Zo’n twee jaar geleden was de Leuvense danswereld in zijn nopjes, toen de intussen vierendertigjarige Greco met ‘Bianco’ hier voor het eerst zijn opwachting maakte. Enkele maanden later ging op het festival Klapstuk 97 ‘ROSSO’ in première, en toen stond Leuven werkelijk op zijn kop. Alle publieksmonden vielen eenparig open, op menige straathoek weerklonken gilletjes. Emioooohh! Het derde aperitief laat zich reeds op voorhand smaken.

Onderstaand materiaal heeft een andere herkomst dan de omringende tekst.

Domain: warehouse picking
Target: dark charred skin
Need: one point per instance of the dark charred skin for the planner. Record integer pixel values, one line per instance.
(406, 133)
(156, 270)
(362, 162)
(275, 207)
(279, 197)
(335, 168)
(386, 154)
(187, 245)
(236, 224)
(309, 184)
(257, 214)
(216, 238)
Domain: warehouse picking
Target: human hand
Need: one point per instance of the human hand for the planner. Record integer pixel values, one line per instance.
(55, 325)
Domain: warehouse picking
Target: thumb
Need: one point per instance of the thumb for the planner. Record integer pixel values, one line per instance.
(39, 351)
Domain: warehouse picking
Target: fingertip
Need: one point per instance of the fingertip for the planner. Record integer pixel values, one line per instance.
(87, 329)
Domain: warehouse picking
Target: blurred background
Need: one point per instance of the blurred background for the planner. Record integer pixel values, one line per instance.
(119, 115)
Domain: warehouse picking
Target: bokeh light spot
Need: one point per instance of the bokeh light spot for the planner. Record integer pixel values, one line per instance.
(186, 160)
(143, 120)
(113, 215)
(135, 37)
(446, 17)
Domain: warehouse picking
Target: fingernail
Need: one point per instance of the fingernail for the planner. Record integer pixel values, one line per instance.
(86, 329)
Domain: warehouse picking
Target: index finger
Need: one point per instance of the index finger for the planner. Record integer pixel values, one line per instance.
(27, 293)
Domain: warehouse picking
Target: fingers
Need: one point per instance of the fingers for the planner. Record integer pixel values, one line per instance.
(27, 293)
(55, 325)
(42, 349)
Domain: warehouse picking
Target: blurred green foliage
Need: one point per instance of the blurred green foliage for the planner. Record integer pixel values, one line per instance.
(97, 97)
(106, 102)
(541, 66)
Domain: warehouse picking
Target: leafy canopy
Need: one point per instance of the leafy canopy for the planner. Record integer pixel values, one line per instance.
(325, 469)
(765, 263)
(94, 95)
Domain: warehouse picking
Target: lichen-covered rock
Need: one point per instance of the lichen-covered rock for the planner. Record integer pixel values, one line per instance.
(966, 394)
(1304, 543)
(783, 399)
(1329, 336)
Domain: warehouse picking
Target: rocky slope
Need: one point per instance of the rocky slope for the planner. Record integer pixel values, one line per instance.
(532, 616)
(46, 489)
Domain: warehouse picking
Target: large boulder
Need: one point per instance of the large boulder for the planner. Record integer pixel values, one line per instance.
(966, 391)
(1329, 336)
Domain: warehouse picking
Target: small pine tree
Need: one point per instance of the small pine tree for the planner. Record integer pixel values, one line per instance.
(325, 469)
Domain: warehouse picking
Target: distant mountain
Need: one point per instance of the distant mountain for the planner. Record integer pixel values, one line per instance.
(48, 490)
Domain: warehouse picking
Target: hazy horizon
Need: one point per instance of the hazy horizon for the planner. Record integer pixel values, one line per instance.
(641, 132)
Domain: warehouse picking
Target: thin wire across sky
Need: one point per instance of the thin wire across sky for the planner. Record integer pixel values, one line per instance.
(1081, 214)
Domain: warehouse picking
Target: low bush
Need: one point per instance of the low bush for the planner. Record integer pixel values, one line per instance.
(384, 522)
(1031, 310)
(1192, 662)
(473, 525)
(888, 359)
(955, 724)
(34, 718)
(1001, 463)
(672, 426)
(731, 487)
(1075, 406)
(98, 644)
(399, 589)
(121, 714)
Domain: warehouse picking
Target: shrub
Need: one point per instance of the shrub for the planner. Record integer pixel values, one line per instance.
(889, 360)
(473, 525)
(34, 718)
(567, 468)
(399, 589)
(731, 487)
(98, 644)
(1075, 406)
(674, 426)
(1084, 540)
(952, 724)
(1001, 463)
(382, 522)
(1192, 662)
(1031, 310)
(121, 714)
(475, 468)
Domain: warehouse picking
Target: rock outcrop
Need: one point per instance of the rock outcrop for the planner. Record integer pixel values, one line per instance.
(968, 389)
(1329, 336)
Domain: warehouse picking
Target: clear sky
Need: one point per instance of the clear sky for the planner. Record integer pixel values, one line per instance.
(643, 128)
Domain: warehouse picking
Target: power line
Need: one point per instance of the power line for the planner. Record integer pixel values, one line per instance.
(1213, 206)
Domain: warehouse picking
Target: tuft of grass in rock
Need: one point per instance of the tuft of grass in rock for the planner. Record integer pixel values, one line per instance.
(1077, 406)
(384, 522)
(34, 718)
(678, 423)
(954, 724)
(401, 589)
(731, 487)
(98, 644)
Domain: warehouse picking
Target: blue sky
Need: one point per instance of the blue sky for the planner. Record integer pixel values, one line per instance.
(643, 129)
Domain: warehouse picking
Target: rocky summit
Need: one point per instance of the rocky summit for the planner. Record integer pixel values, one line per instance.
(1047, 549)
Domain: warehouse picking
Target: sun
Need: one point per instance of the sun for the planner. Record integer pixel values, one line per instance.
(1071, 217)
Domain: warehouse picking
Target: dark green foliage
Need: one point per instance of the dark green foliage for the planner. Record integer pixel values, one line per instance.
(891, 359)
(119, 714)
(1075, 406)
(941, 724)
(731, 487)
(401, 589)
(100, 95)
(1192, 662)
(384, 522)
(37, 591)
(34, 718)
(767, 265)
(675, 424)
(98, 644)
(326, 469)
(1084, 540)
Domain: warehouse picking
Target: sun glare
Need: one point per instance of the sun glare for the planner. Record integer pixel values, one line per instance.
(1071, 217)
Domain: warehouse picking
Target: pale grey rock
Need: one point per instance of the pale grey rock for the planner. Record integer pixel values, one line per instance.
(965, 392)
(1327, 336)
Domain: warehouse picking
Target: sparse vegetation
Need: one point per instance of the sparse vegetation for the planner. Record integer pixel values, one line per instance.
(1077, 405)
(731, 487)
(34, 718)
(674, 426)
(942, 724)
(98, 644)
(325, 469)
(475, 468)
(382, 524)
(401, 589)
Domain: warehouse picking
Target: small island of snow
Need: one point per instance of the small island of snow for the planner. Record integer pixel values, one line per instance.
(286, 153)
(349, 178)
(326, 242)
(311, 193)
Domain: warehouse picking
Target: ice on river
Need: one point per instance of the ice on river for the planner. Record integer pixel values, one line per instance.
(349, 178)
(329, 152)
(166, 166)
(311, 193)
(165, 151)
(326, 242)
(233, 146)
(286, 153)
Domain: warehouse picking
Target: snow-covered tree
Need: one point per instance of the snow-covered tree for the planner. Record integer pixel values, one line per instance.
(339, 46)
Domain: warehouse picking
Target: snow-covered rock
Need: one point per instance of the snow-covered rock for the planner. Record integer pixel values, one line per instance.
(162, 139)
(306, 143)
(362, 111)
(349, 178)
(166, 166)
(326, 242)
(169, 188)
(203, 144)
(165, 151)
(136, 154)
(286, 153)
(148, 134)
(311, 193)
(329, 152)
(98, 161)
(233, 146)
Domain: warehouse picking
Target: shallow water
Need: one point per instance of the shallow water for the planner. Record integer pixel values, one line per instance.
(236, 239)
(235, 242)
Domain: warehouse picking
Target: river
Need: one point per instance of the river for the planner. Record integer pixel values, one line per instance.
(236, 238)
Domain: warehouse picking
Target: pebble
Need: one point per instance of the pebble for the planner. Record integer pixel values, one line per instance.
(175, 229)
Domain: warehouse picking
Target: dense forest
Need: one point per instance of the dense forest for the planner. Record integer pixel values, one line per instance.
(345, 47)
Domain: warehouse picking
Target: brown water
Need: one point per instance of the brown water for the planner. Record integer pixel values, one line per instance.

De trilogie ‘Fra Cervello e Movimento’ onderzoekt de spanning tussen geest en lichaam langsheen enkele etappes. Hoewel danser/choreograaf Emio Greco en dramaturg/regisseur Pieter C. Scholten hunkeren naar een vloeiend samengaan van lichaam en geest, als een unisono, kon een perfecte congruentie nooit de bedoeling zijn. “Op het moment dat beide volledig in elkaar zouden opgaan, was het afgelopen met dansen,” aldus Greco. In de wrijving tussen beide ontvouwt zich een tussengebied dat even duister als gelaagd is. Deze enigmatische marge die bol staat van verlangen neemt haast een sacrale positie in. Precies haar suggestieve intensiteit die het bevattingsvermogen te boven gaat wil Greco op het podium brengen: “Dansen is een manier om jezelf te transformeren, om de illusie te creëren dat je jezelf transformeert van een wezen dat rondwandelt op twee voeten, naar iets dat het puur menselijke overstijgt. Choreografie is in dat opzicht enkel een manier om dit verlangen voor mezelf en voor het publiek zichtbaar te maken.”

Insect

Na een intensieve samenwerking met Jan Fabre wilde Greco terug werken vanuit het bewegende lichaam zelf, niet vanuit een eerder functionele relatie van de dans tot een theatraal geheel. In ‘Bianco’ werden zeven fragmenten aan elkaar geregen waarin Greco onder meer parmantig als een pauw in wijde cirkels een territorium drapeerde over de dansvloer. Even later danste hij op eenzelfde fijnmazige grondtekening in een glamrockgedaante, terwijl de muziek uit de luidsprekers knalde. Lichaam en geest gingen als vanzelfsprekend in elkaar op, met een vergeestelijkt resultaat. Een haast transparante, androgyne Greco danste als een insect – alsof vanuit de lichaamsbouw elke beweging zonder meer gechoreografeerd wordt. Door zijn klassieke balletopleiding heeft Greco zelf als het ware een voorgevormd lichaam, als was hij een insect of een pauw. De fascinatie voor dieren volgt zo als beeld ook uit Greco’s idiosyncratisch bewegingsidioom – elke stilering lijkt voort te vloeien vanuit een organische band met het lichaam.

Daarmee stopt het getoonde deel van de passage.